Vous en aviez rêvé ? Un Polonais l’a fait. Piotr Bratkowski , rédacteur de « Newsweek Polska » à Varsovie, vient de lancer une pétition contre l’hiver. Même si 14.000 personnes, dont de nombreuses personnalités en vue, ont déjà signé son texte, il ne s’agit pas d’une simple pétition, d’un énième vœu pieux.
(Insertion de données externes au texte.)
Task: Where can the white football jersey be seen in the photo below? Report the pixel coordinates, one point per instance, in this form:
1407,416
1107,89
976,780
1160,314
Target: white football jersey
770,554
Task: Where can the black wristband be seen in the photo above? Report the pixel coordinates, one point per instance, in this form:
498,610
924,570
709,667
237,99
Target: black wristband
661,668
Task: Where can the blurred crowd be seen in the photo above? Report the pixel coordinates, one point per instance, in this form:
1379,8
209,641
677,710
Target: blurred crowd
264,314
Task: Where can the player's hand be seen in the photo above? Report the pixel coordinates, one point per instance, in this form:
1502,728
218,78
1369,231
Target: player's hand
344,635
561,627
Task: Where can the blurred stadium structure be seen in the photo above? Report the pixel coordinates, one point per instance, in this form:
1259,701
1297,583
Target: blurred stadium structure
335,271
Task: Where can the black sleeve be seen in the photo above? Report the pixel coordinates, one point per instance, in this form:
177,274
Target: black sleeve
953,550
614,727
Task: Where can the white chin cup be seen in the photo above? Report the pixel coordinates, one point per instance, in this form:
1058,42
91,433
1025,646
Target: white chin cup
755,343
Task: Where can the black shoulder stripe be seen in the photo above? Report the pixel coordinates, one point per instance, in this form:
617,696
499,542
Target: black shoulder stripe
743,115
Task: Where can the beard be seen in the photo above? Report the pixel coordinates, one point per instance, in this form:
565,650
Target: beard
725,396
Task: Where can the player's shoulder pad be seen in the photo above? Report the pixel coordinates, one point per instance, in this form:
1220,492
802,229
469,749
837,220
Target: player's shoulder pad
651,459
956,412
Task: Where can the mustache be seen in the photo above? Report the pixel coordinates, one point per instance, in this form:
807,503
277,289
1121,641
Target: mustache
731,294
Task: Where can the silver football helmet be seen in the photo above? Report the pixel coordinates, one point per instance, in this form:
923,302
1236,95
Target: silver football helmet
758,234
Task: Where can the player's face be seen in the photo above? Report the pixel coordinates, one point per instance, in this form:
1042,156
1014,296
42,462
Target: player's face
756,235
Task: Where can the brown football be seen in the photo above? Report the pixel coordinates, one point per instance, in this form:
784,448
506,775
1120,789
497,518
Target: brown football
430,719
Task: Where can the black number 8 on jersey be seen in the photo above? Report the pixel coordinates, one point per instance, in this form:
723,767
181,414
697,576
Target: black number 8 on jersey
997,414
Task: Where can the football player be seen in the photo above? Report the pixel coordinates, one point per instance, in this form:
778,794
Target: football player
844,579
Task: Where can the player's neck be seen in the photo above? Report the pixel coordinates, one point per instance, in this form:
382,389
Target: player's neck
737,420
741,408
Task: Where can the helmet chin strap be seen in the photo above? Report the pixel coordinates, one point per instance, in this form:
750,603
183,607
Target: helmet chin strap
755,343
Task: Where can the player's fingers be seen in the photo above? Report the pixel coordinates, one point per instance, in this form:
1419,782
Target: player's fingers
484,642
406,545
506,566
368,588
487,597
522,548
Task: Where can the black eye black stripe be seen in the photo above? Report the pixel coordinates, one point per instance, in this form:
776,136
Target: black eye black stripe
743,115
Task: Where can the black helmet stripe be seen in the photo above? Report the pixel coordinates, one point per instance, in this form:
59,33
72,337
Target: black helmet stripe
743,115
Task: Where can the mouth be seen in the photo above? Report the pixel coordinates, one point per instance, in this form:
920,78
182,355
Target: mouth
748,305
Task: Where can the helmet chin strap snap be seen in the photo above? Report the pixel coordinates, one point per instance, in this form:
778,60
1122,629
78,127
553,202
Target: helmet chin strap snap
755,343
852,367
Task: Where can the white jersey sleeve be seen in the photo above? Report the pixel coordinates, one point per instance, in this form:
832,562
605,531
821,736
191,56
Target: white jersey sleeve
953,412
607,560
P. Bratkowski a en effet décidé d’interpeller les autorités polonaises mais également celles de l’Union Européenne sur trois points précis. Il exige que toutes les mesures adéquates soient prises pour que la température ne descende plus au dessous de 5° C (même s’il préfèrerait 10° C, il reste raisonnable), que les journées varsoviennes ou cracoviennes si courtes en hiver soient allongées d’au moins quatre heures au détriment des aurores grisâtres et des crépuscules interminables, et enfin qu’il n’y ait plus de neige ni aucun des cataclysmes qui l’accompagnent généralement. S’il n’obtient pas satisfaction, le journaliste entend saisir la Cour des Communautés, la Cour des droits de l’Homme et la Cour de justice internationale car il juge contraires à tous les impératifs d’équité ou de non-discrimination le fait que les bulletins météorologiques indiquent simultanément – 20° en Mazurie et + 15° à Lisbonne ou à Naples pour ne parler que de l’Union Européenne.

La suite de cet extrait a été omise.